Milla si innamora di Moses, attratta forse da quell’aura di malcelato ardore, lui sembra inizialmente fare orecchie da mercante, la frequenta solo per imbottirsi di anfetamine rubate dallo studio del padre, ma presto, il film come ogni letteratura per giovani, prende pieghe inaspettate non necessariamente struggenti ma efficaci dal punto di vista narrativo.

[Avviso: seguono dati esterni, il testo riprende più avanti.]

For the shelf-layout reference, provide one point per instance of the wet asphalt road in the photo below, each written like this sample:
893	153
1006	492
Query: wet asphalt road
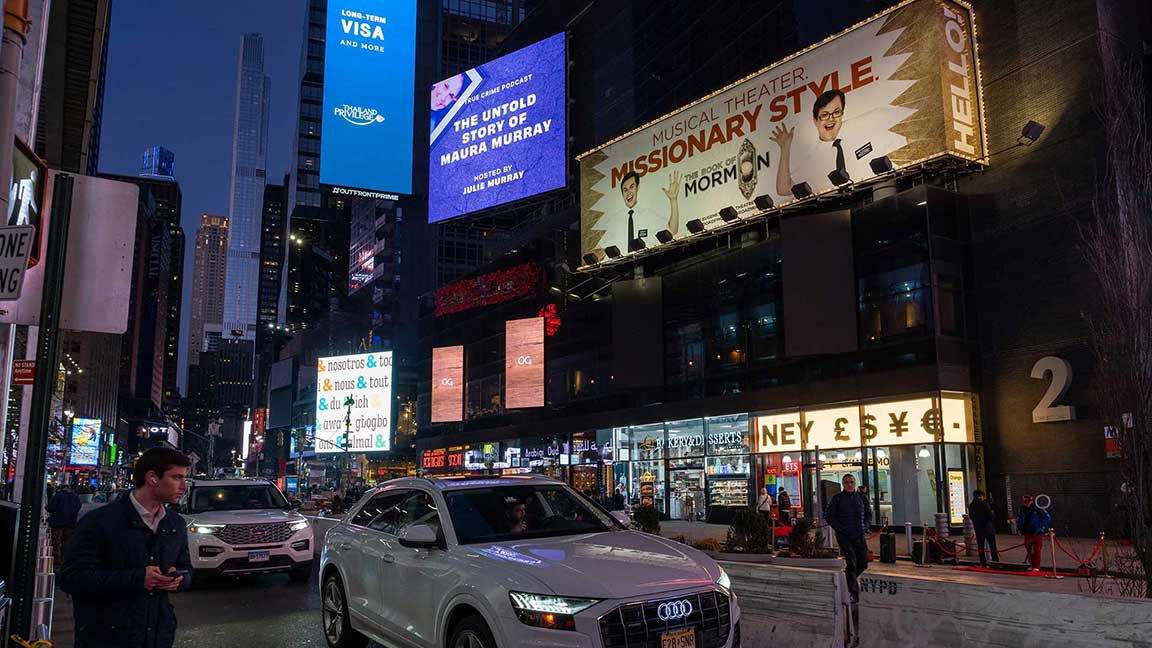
250	612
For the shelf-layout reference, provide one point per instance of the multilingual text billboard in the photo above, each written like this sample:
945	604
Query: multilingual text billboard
354	402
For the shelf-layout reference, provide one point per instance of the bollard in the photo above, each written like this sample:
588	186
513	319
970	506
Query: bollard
1052	542
970	537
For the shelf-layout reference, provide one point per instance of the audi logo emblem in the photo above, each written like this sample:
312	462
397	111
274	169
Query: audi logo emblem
674	610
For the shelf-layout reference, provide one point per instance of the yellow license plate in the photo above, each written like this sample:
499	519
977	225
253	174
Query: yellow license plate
679	639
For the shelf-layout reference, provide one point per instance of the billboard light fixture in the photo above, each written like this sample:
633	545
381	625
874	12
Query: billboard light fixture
1030	133
880	165
802	190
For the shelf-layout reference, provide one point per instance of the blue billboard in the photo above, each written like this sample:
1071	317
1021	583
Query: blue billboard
498	132
369	93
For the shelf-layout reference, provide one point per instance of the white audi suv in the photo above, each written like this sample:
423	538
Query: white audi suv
518	560
240	527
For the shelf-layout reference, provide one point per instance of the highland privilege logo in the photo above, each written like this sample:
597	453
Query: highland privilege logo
357	115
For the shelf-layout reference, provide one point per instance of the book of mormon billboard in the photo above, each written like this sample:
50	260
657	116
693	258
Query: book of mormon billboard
903	84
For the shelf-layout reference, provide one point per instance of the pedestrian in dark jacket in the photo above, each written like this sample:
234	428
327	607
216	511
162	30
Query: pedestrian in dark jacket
63	511
1032	522
850	515
127	556
984	521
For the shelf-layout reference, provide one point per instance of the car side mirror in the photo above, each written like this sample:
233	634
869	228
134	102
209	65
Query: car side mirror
419	536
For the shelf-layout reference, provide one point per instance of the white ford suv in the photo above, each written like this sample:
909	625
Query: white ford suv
508	562
245	527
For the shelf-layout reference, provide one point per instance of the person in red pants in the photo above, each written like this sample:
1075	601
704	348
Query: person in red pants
1032	522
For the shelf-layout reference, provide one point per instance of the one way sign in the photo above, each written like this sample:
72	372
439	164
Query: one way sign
15	247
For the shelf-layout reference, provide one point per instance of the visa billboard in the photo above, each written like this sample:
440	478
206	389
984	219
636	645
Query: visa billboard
369	93
498	132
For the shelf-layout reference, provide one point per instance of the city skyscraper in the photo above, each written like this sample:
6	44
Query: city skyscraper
249	166
210	262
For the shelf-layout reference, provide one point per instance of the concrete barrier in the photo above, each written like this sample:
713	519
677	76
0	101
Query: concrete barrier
789	605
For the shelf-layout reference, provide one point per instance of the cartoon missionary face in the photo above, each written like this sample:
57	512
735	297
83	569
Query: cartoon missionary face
828	114
630	189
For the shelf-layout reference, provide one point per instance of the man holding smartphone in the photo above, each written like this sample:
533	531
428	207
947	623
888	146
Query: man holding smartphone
126	557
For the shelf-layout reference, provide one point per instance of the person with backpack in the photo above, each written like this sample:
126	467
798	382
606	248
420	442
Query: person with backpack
1032	522
849	513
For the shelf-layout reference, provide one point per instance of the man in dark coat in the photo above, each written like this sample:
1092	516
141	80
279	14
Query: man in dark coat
127	556
984	522
849	514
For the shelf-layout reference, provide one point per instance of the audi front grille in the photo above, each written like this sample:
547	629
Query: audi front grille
239	535
639	625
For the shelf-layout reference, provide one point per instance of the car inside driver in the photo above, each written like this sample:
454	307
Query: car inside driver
516	515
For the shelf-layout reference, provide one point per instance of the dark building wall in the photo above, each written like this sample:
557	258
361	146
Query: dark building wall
72	96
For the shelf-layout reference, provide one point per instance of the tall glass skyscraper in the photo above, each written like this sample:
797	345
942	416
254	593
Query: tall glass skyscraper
249	164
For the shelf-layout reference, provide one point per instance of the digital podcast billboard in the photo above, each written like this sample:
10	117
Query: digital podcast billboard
447	384
85	442
498	132
366	379
903	84
369	95
524	363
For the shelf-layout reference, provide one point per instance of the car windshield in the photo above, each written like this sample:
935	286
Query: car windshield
240	497
503	513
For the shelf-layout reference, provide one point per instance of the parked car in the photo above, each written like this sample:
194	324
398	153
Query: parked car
513	562
239	527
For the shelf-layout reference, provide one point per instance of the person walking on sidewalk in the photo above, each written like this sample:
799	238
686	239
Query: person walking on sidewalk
63	511
984	521
1032	522
127	556
850	515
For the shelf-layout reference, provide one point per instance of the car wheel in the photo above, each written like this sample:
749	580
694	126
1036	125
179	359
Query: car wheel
338	628
472	632
301	572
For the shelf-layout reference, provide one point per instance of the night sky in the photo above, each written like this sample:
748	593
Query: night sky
172	81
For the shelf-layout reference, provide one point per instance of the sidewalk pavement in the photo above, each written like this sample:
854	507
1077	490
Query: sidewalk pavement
1010	550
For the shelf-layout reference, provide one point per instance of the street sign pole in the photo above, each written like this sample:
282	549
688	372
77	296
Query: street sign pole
47	359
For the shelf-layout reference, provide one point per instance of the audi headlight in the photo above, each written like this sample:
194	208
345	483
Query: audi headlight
722	580
545	610
204	529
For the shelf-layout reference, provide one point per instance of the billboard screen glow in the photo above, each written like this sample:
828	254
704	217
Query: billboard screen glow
369	93
85	444
366	379
498	132
524	363
447	384
903	84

Milla rivive con Moses una seconda vita a cui lui riconosce il giusto peso, esce dagli schemi (la regista è abile ad esempio nella scena del ballo, nell’interrompere il flusso continua di musica techno con la frammentazione mentale subita da Milla), rifugge da ogni quotidiana amara fonte di depressione, illuminando con la macchina da presa il volto e i grandi occhioni della protagonista, alla ricerca di una esistenza breve ma vissuta sino in fondo.
Coniugando dei co-primari ben tratteggiati come l’insegnante di violino della ragazza e la nuova vicina di casa o il fratellino di Moses, alla dolcezza d’insieme di una “stella” Eliza Scanlen, in stato di grazia, Shannon Murphy è capace di dare concretezza e empatia all’intera, vicenda.
Il tutto, con intenti lodevoli, malgrado, un’eccessiva lungaggine iniziale che rende il noto finale meno pervicace e ahimè alla lunga tirato e stanco con continue metafore narrative. Una sforbiciata di mezz’ora avrebbe giovato ma va bene così, i denti da latte, del resto, cadono dopo diverso tempo.